Ein Gespräch mit Alex Wischnewski über Feminizide und den Kampf um Begriffe

Du bist aktiv bei der Plattform #KeineMehr, die die Debatte über Feminizide nach Deutschland tragen will. Warum sprecht ihr von Feminiziden statt von Mordfällen an Frauen?
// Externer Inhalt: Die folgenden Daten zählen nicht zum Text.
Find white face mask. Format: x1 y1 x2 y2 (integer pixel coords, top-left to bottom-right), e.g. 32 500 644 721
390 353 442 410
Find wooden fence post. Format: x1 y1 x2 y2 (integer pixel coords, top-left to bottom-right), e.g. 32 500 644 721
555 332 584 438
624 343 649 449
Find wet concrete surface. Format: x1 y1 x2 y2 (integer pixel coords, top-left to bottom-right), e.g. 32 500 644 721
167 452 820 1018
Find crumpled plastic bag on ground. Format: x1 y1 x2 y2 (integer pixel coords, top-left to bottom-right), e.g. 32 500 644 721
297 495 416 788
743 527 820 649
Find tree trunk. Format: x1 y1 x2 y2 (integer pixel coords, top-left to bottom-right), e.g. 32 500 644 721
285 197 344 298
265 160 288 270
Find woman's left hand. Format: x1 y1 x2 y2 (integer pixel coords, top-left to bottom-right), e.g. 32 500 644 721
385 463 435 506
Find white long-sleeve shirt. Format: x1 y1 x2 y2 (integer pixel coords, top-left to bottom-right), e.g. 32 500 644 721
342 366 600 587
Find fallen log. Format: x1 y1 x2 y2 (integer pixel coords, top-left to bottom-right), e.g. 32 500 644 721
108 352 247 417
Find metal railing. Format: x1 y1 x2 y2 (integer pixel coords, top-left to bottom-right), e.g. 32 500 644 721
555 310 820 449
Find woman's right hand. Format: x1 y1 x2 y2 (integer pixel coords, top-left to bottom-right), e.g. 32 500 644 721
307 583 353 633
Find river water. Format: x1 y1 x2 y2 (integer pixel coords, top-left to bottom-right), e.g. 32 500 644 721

Feminizid oder auch Femizid bezeichnet Tötungen an Frauen und Mädchen aufgrund ihres Geschlechts. Alle Feminizide sind Tötungen von Frauen, aber nicht alle Tötungen von Frauen sind Feminizide. Es geht
also nicht darum, einfach die Opfer nach Geschlecht zu differenzieren. Vielmehr soll der Begriff bestimmte Frauenmorde als eine Form von Hasskriminalität sichtbar machen und den Blick auf deren gesellschaftlichen Kontext lenken. Das bedeutet, Feminizide als extremen Ausdruck ungleicher Geschlechterverhältnisse und männlichen Dominanzstrebens zu fassen. Zahlreiche Gutachten zeigen: Das Risiko von Frauen, Gewalt ausgesetzt zu sein, steigt besonders dann, wenn traditionelle Geschlechterarrangements angegriffen werden, insbesondere während und nach einer Trennung oder Scheidung. Die Tötung ist die Zuspitzung dieser Gewalt. Forscher*innen sprechen deshalb auch von der Rache des beleidigten Machismus. Außerdem heißt es, nach den gesellschaftlichen Bedingungen
zu fragen, die es erlauben, dass solche Taten überhaupt stattfinden können. Von Feminiziden zu sprechen, macht diese Tötungen von Frauen nicht nur sichtbar. Es hilft auch dabei, politische Gegenwehr zu mobilisieren.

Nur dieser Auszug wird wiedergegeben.